Port of Wilmington Prepares for Hurricane Isaias
As Hurricane Isaias passed by the coast of Florida, it weakened to tropical storm status and stayed far enough offshore that it caused little damage, sparing the state's eastern coastline. It is now headed for North Carolina, and it is expected to strengthen to hurricane status once more before making landfall.
In anticipation of the storm, the Captain of the Port has set port condition "Zulu" at Wilmington and all other North Carolina coastal ports, indicating that tropical storm force winds are expected within 12 hours' time. The ports are closed and all port operations have been suspended.
According to NC Ports, the Wilmington Container Gate opened briefly for truck operations on Monday morning. The gates for its general cargo and Morehead City facilities are closed, though tenants will have access until 1700 hours Monday.
For boat and yacht owners, the Coast Guard recommends moving larger boats to inland marinas where they will be less vulnerable to breaking free of their moorings. Boats that can be trailered should be pulled from the water and stored on high ground.
“The Coast Guard and its partners stand ready to conduct search and rescue efforts and respond to those in need,” said Capt. Matt Baer, commander of Coast Guard Sector North Carolina and Captain of the Port of Wilmington. “Our immediate post-storm activities are focused on saving the lives of those in distress, reopening the ports to foster the flow of commerce and facilitate recovery operations, and assessing and mitigating environmental threats or damage from pollution.”
The Captain of the Port for the Port of Charleston, South Carolina has also set port condition "Zulu." All ship-to-shore operations are prohibited and the port is closed to entry or exit without permission.

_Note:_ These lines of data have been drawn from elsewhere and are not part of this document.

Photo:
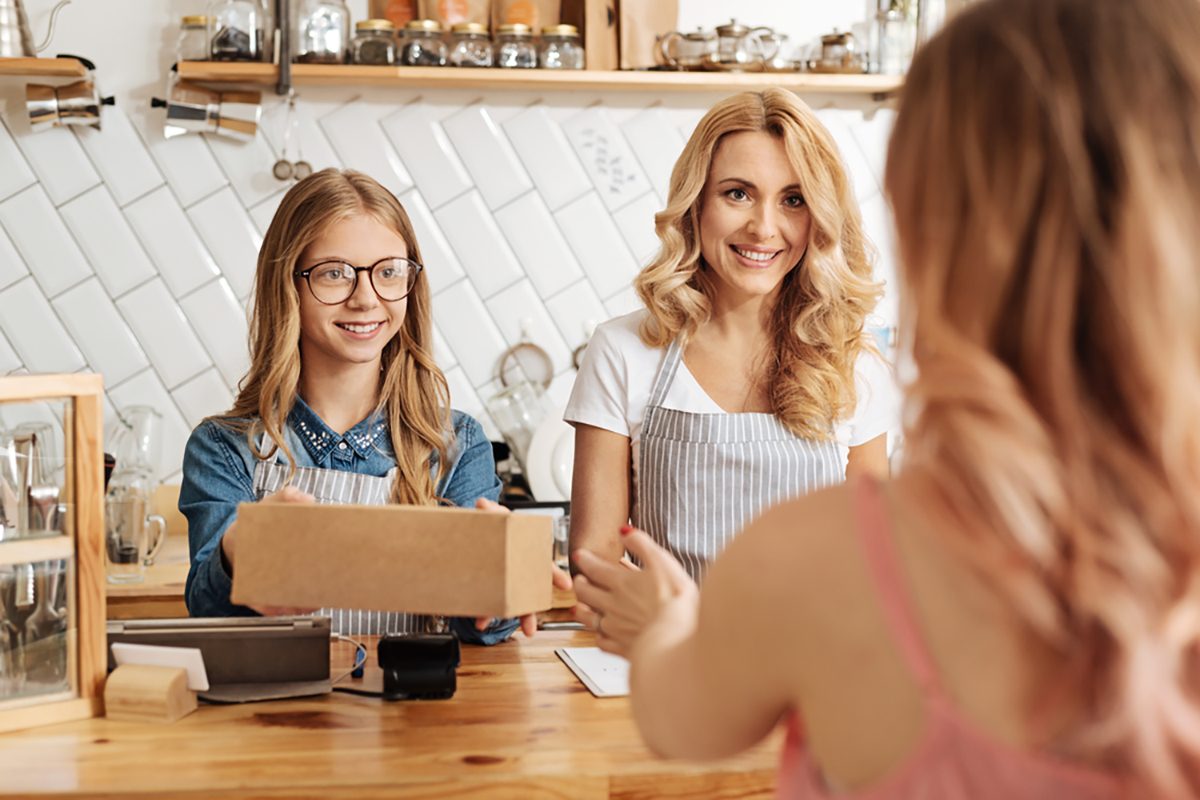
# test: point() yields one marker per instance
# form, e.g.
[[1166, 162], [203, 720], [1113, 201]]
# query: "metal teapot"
[[16, 40], [192, 108], [76, 103]]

As is normal during storm conditions, the COTP has reminded vessel operators that ports are safest when the number of ships alongside is minimized.

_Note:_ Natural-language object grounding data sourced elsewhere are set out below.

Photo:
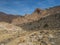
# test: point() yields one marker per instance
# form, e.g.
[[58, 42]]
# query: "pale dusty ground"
[[18, 36]]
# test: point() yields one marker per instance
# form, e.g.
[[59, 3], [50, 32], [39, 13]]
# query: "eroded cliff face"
[[42, 27], [36, 15]]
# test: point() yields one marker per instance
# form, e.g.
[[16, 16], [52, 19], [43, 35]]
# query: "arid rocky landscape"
[[42, 27]]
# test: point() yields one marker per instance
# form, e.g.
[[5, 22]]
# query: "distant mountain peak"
[[38, 10]]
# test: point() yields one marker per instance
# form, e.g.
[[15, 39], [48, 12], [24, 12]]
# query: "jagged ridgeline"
[[39, 19]]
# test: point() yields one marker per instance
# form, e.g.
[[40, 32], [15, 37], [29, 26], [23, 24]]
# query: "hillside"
[[36, 15], [42, 27]]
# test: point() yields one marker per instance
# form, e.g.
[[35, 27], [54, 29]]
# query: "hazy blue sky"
[[25, 6]]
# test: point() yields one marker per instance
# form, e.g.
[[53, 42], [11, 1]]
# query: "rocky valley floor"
[[41, 37]]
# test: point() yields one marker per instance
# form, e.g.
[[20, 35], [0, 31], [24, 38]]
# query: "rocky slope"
[[42, 27], [36, 15]]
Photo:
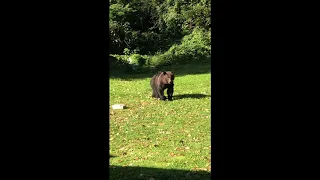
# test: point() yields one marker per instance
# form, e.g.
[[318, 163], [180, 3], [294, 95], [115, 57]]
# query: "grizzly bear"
[[161, 81]]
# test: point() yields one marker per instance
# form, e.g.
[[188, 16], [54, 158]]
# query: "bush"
[[194, 47], [137, 59]]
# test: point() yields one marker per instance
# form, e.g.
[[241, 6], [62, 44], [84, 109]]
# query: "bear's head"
[[168, 77]]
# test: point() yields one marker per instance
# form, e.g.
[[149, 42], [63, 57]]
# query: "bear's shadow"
[[195, 96]]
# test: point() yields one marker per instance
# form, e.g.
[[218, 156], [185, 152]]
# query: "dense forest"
[[150, 33]]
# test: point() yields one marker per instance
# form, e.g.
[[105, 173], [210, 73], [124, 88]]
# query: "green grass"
[[161, 134]]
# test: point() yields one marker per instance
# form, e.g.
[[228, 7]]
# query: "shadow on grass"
[[195, 96], [179, 70], [112, 156], [124, 173]]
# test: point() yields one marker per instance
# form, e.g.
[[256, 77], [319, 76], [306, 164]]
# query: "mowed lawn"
[[161, 134]]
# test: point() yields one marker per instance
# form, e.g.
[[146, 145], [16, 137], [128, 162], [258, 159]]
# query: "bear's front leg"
[[161, 94], [170, 92]]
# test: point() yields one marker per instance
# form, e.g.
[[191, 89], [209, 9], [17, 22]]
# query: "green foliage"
[[194, 47], [146, 26], [137, 59]]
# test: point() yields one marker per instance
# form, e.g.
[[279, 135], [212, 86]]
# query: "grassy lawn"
[[167, 135]]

According to the National Hurricane Center, Isaias has undergone a regular cycle of strengthening and weakening as it works its way northwards along the coast. It is currently blowing at just under 60 knots at surface level. A change in upper-atmosphere wind shear is expected to support strengthening to 60-65 knots before landfall, with stronger-than-average gusts. Heavy rains and storm surge of 2-5 feet will bring a risk of flooding along coastal areas of the Carolinas.